A car manufacturer is concerned about poor customer satisfaction at one of its dealerships. The management decides to evaluate the satisfaction surveys of its next 50 customers. The dealership will be fined if the number of customers who report favorably is between 32 and 34. The dealership will be dissolved if fewer than 32 customers report favorably. It is known that 78% of the dealership’s customers report favorably on satisfaction surveys. [You may find it useful to reference the z table.]

To solve this problem, we can use the binomial distribution formula.

a. To find the probability that the dealership will be fined, we need to find the probability of having between 32 and 34 customers who report favorably.

P(32 ≤ X ≤ 34) = P(X = 32) + P(X = 33) + P(X = 34)

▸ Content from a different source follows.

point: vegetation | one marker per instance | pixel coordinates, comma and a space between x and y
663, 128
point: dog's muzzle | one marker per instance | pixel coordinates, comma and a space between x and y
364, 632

We can use the binomial distribution formula to calculate each probability. The formula is:

P(X = k) = C(n, k) * p^k * (1-p)^(n-k)

where n is the number of trials, k is the number of successful outcomes, p is the probability of success, and C(n, k) is the number of combinations.

Using the given information, n = 50, k = 32, and p = 0.78.

P(X = 32) = C(50, 32) * 0.78^32 * (1-0.78)^(50-32) = 0.0573
P(X = 33) = C(50, 33) * 0.78^33 * (1-0.78)^(50-33) = 0.1104
P(X = 34) = C(50, 34) * 0.78^34 * (1-0.78)^(50-34) = 0.1539

Therefore, P(32 ≤ X ≤ 34) = 0.0573 + 0.1104 + 0.1539 = 0.3216

The probability that the dealership will be fined is 0.3216.

b. To find the probability that the dealership will be dissolved, we need to find the probability of having fewer than 32 customers who report favorably.

P(X < 32) = P(X = 0) + P(X = 1) + ... + P(X = 31)

We can use the binomial distribution formula to calculate each probability.

P(X < 32) = P(X = 0) + P(X = 1) + ... + P(X = 31) = 1 - P(X = 32) - P(X = 33) - P(X = 34)

P(X < 32) = 1 - 0.0573 - 0.1104 - 0.1539 = 0.6784

The probability that the dealership will be dissolved is 0.6784.